Of course making the developer type in everything manually is always more generic and less work for us. That is not my point, and I'm not against providing this functionality. As I said in my reply to Marco, I consider it complementary, as a last resort if all else fails.

It's not just gtk which uses this, at east sdl also does. And the fact that it doesn't solve world hunger does not mean it's not useful to support it.

We should design a system that does solve world hunger. I'm serious about that: if we want to be a more professional tool than C, we should not copy
the defficiencies. Makefiles are one of them, Autohell is another, and
I consider this one such a thing as well.

I think all this "competing with C" and not-invented-here syndrome is downright silly, along with all the claiming that most bad things come from C. If anything, it comes mostly from the standard Unix design philosophy (small, well-delineated tools which perform their core function and *only* that core function). Most *nix C compilers follow that principle very well, but other C development environments are more integrated (like commercial Mac and Windows IDEs, where you sometimes can hardly e.g. tell the compiler from the linker).

We are only a small team, and by playing the elite Pascal geeks who are going to show how much the C world sucks by doing everything different, we are going to keep getting stuck by having to reimplement everything because we cannot work with what is already there. People often talk about how stupid Mac users supposedly are and how elite they consider themselves.
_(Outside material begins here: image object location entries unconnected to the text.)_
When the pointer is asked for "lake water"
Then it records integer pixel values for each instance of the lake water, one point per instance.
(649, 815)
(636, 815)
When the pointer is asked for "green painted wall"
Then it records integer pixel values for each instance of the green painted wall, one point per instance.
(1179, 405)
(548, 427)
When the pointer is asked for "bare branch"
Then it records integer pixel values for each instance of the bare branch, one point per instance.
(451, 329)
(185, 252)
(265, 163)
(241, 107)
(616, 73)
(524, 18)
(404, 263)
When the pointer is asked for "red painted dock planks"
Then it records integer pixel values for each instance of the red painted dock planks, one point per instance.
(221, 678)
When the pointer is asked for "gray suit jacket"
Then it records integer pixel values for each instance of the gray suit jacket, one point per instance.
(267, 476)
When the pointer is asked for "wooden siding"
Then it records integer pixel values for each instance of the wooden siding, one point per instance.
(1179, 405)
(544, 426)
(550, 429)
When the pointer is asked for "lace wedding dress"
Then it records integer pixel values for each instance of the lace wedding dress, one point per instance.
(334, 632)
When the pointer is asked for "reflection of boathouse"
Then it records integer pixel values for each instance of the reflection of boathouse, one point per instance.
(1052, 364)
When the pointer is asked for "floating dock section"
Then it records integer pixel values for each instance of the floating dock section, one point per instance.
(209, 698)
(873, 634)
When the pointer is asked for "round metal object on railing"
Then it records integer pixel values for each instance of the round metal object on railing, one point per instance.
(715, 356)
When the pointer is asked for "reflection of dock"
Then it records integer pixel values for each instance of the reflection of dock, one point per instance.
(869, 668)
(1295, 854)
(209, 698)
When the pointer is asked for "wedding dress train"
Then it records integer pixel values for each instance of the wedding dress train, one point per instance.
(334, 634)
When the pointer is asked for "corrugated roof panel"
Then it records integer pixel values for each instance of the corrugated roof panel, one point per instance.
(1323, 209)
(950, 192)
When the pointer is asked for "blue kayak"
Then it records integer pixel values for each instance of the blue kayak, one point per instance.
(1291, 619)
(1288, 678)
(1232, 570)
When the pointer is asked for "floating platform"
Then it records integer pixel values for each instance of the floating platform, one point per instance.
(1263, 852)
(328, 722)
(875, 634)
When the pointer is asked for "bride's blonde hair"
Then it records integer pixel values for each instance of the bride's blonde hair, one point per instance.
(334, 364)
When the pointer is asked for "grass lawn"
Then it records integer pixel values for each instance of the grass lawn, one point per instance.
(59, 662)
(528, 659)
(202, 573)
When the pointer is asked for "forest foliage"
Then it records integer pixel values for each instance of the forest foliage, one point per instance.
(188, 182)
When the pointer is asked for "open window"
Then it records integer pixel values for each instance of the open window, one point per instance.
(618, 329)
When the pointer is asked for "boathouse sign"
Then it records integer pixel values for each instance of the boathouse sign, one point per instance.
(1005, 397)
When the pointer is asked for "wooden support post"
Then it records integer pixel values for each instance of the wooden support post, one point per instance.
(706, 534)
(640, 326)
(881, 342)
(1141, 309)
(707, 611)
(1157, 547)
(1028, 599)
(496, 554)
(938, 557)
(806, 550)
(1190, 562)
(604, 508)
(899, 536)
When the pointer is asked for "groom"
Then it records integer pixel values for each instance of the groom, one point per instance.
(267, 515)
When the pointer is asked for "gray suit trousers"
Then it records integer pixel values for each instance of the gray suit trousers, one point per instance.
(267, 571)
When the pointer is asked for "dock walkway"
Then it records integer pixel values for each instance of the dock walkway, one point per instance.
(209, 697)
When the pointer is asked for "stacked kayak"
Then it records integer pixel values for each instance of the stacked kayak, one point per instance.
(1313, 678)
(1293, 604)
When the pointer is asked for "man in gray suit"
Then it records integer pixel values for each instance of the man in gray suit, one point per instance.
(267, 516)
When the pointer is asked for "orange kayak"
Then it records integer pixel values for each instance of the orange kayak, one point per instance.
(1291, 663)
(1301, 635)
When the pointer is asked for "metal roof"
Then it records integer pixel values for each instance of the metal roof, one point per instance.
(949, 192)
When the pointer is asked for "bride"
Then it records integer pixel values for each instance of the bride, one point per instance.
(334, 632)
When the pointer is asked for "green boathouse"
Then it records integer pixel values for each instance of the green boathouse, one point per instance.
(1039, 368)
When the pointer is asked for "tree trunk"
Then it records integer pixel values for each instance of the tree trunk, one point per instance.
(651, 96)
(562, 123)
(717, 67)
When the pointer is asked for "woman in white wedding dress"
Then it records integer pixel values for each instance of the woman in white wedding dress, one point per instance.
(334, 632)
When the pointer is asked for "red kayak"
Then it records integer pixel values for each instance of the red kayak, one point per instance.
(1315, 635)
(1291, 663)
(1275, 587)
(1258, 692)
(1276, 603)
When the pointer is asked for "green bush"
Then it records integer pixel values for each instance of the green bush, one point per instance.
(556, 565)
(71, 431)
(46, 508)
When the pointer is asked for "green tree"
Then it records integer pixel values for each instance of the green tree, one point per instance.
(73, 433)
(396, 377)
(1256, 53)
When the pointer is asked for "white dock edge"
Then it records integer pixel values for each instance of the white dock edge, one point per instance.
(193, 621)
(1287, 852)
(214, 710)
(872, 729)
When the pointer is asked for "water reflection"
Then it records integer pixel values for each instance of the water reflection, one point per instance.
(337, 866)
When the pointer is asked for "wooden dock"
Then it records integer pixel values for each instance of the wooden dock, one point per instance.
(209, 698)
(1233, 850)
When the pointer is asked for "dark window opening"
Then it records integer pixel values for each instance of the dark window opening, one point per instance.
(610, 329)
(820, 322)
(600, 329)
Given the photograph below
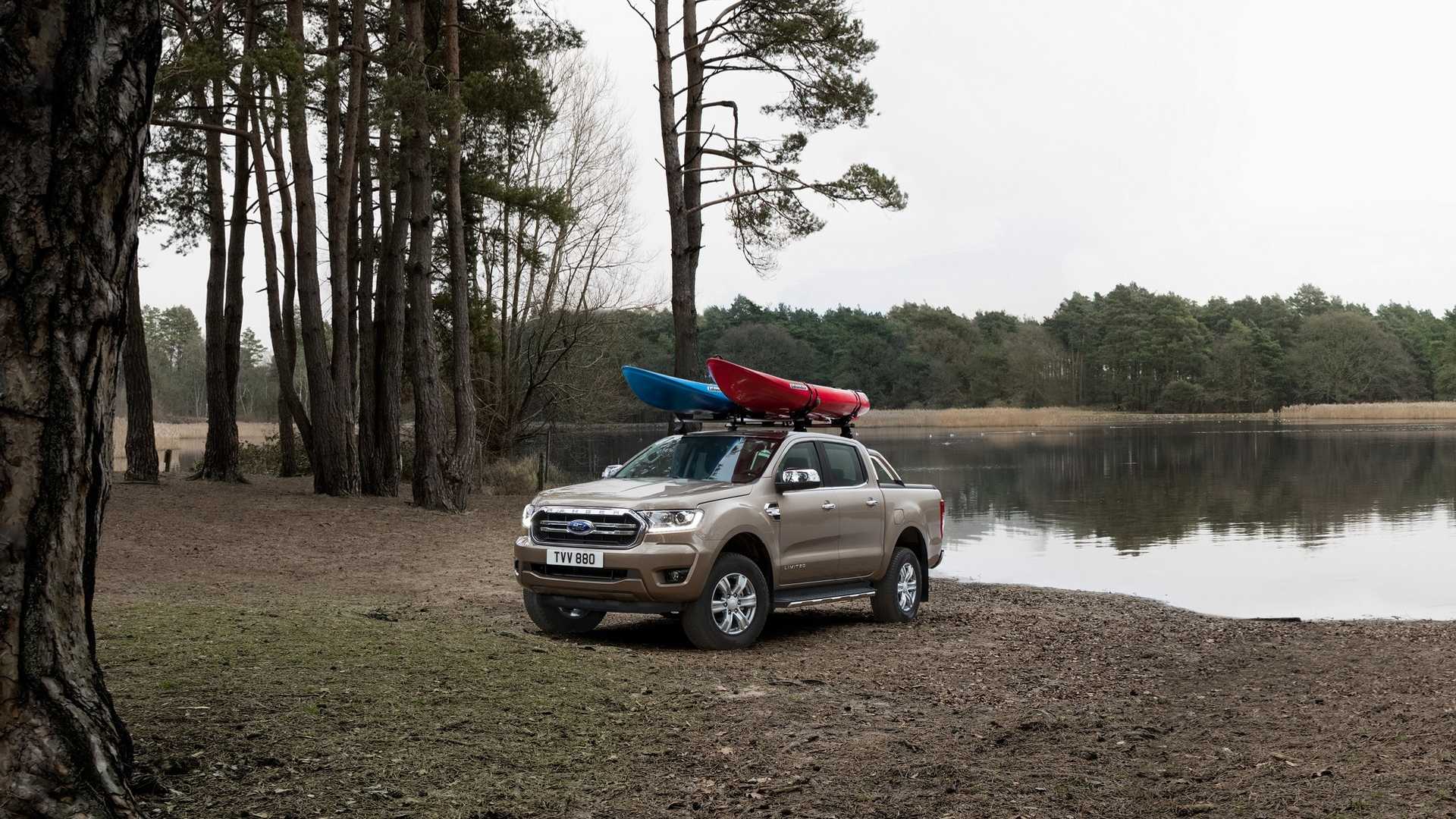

Well, this Pascal-elitism and C-hostility by some gives the Pascal community just as bad a name, even though just like in the Mac community most people probably couldn't care less about these little superiority wars.

To get back on topic: the more hacks you add to work around already- existing infrastructure "because we don't want to rely on external tools", the more you force yourself to keep doing that more and more forever in the future. If you like that, fine. I don't.

The problem in this particular case is not C, it is the way most OS's (do not) support library management. There are various workarounds to make it less painful, and this *-config script thing is one way which is fairly straightforward and which is being adopted in various places (sometimes even fairly general, grouping everything together in a global pkg-config script). Adding support for using this existing infrastructure is good if it can help solving some problems without people needing to know the nitty-gritty details of how the libraries are called on their system.

Still, you can put some autodetections in samplecfg, but the compiler
itself is really the wrong location to do so.

samplecfg only works at install time of the compiler, which is the wrong time. People don't decide at install time which package, which variant and which
version of it they will want to use one day.

The compiler or linker is the only right place to do it (unless you wrap the whole thing with a configure script and Makefiles, in which case you can do it
there -- but our compiler largely replaces exactly that).

This we agree on, the compiler should do the work.

Above you said that the compiler is the wrong location?

Anyway, I never said I agree with this principle (although it sure is very convenient in a lot of cases, in others it's very annoying because it requires that you roll your own solution for everything). I simply said this is how the compiler works.